Nyonya Siang Koan Bhok mengerutkan alisnya yang hitam dan menundukkan wajahnya yang masih tampak cantik. "Baiklah, asal nanti kalau ada apa-apa yang menyusahkan jangan mengganggu aku."
Pada saat itulah Ouw Kwan Lok dan Hek-bin Mo-ko memasuki taman itu. Melihat Ouw Kwan Lok datang memondong seorang anak laki-laki berusia tiga tahun suami isteri itu memandang heran.
"Kwan Lok, siapakah anak itu dan dari mana kau dapatkan dia?" tanya Siang Koan Bhok sambil memandang tajam. Dia bangga akan kegagahan dan kecerdikan muridnya itu yang kini memiliki tingkat kepandaian yang sudah melampaui tingkatnya sendiri. Dan penyamaran Ouw Kwan Lok menjadi Hek tiauw Eng-hiong dianggapnya amat cerdik karena telah mampu mengadu domba para pendekar walaupun pada akhirnya rahasia itu ketahuan.

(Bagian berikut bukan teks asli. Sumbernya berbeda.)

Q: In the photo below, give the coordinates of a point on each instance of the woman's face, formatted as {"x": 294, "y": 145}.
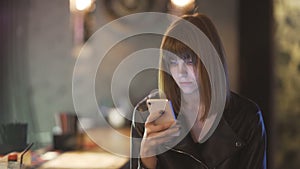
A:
{"x": 184, "y": 75}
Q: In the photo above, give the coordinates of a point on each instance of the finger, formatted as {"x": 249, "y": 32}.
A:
{"x": 154, "y": 116}
{"x": 165, "y": 133}
{"x": 152, "y": 128}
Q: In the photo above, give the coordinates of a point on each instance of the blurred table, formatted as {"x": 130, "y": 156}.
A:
{"x": 103, "y": 148}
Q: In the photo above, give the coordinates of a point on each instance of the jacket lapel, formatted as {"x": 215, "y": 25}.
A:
{"x": 221, "y": 145}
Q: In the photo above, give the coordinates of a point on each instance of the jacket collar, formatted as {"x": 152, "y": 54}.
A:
{"x": 223, "y": 143}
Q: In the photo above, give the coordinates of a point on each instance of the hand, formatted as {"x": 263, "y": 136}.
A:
{"x": 154, "y": 136}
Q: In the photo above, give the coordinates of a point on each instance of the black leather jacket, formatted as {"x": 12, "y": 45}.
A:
{"x": 239, "y": 142}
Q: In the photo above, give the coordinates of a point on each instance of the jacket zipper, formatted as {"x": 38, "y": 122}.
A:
{"x": 184, "y": 153}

"Suhu tentu tidak dapat menduga siapa anak ini," kata Ouw Kwan Lok dengan bangga. "Kami telah mencari biang keladi kegagalan pasukan menghancurkan mereka, yaitu Song Thian Lee yang telah mengatur siasat sehingga semua orang dapat lolos dari pulau ini. Akan tetapi ketika kami tiba di rumah persembunyiannya, dia belum pulang dan kami hanya bertemu dengan isterinya dan anaknya. Saya lalu membawa anaknya ini untuk memancing agar dia mau datang ke sini untuk kita bunuh. Sebelum Song Thian Lee dapat dimusnakan, usaha kita akan banyak mengalami hambatan dan gangguan."
"Hemm, jadi dia putera Song Thian Lee? Bagus, ini umpan yang baik sekali, Kwan Lok dan aku yakin bahwa Song Thian Lee pasti akan datang ke sini menyerahkan diri. Akan tetapi, di mana teman-teman yang lain?"

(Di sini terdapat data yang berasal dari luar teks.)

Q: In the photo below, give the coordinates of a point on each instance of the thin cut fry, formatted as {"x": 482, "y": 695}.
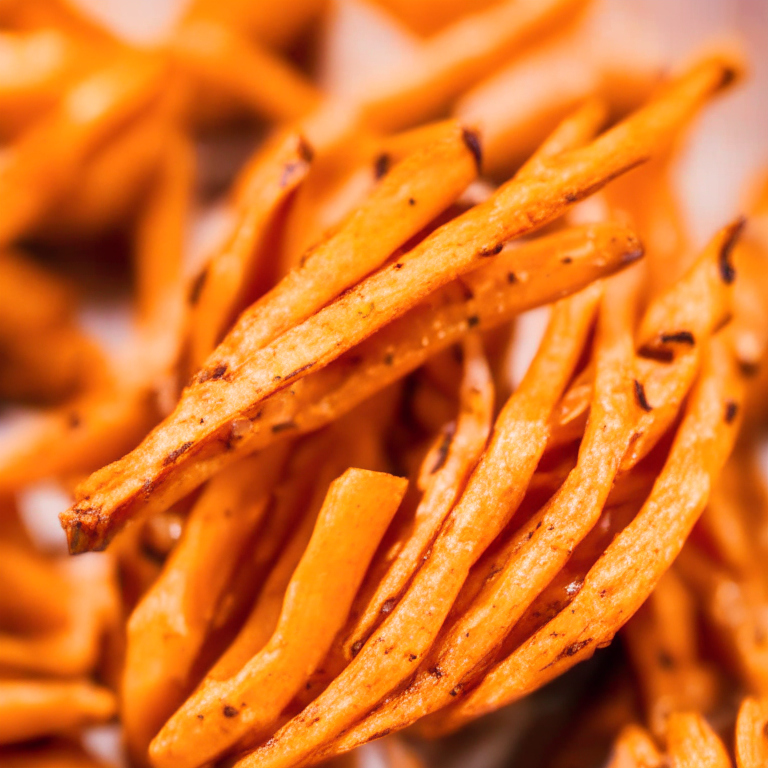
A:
{"x": 693, "y": 744}
{"x": 662, "y": 643}
{"x": 224, "y": 285}
{"x": 634, "y": 748}
{"x": 392, "y": 653}
{"x": 30, "y": 709}
{"x": 446, "y": 474}
{"x": 167, "y": 629}
{"x": 458, "y": 247}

"Sian-ciang Mo-kai berpencar untuk memecah perhatian ibu anak ini yang juga lihai sehingga anak ini dapat saya bawa pergi dengan aman. Adapun teman-teman yang lain sedang sibuk ikut melakukan pengejaran terhadap para pelarian," kata Kwan Lok yang sekali tidak tahu bahkan tidak menduga bahwa Sin-ciang Mo-kai telah tewas di tangan Tan Cin Lan dan banyak kawannya juga sudah tewas di tangan para pendekar.
"Ouw Kwan Lok, berikan anak itu kepadaku!' tiba-tiba Nyonya Siam Koan Bhok berseru.

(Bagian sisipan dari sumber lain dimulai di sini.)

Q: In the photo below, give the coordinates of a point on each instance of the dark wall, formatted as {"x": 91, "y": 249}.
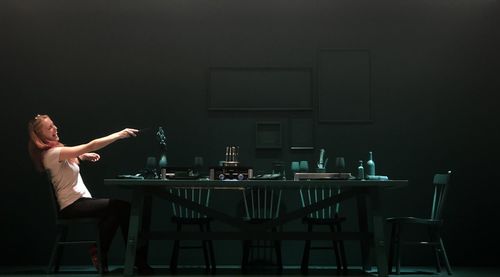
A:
{"x": 99, "y": 66}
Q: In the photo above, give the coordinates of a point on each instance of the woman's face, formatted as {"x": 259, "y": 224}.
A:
{"x": 48, "y": 130}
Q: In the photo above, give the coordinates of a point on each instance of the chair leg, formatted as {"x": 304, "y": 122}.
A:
{"x": 57, "y": 250}
{"x": 391, "y": 248}
{"x": 204, "y": 245}
{"x": 446, "y": 262}
{"x": 211, "y": 251}
{"x": 175, "y": 252}
{"x": 304, "y": 267}
{"x": 335, "y": 246}
{"x": 342, "y": 248}
{"x": 244, "y": 259}
{"x": 397, "y": 241}
{"x": 277, "y": 247}
{"x": 102, "y": 263}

Kwan Lok memandang dengan heran. "Akan tetapi, subo, ini adalah anak musuh kita."
"Tidak perduli! Kalau orang tuanya musuh, anak ini masih kecil dan tidak ikut apa-apa. Serahkan kepadaku untuk kurawat sementara kalian menanti kedatangan ayahnya."
Nyonya Siang Koan Bhok menghampiri Ouw Kwan Lok. Pemuda ini dengan bingung memandang kepada gurunya dan Siang Koan Bhok mengangguk. "Memang lebih baik berada di tangannya lebih aman dan tentu ia lebih pandai merawatnya dari pada engkau."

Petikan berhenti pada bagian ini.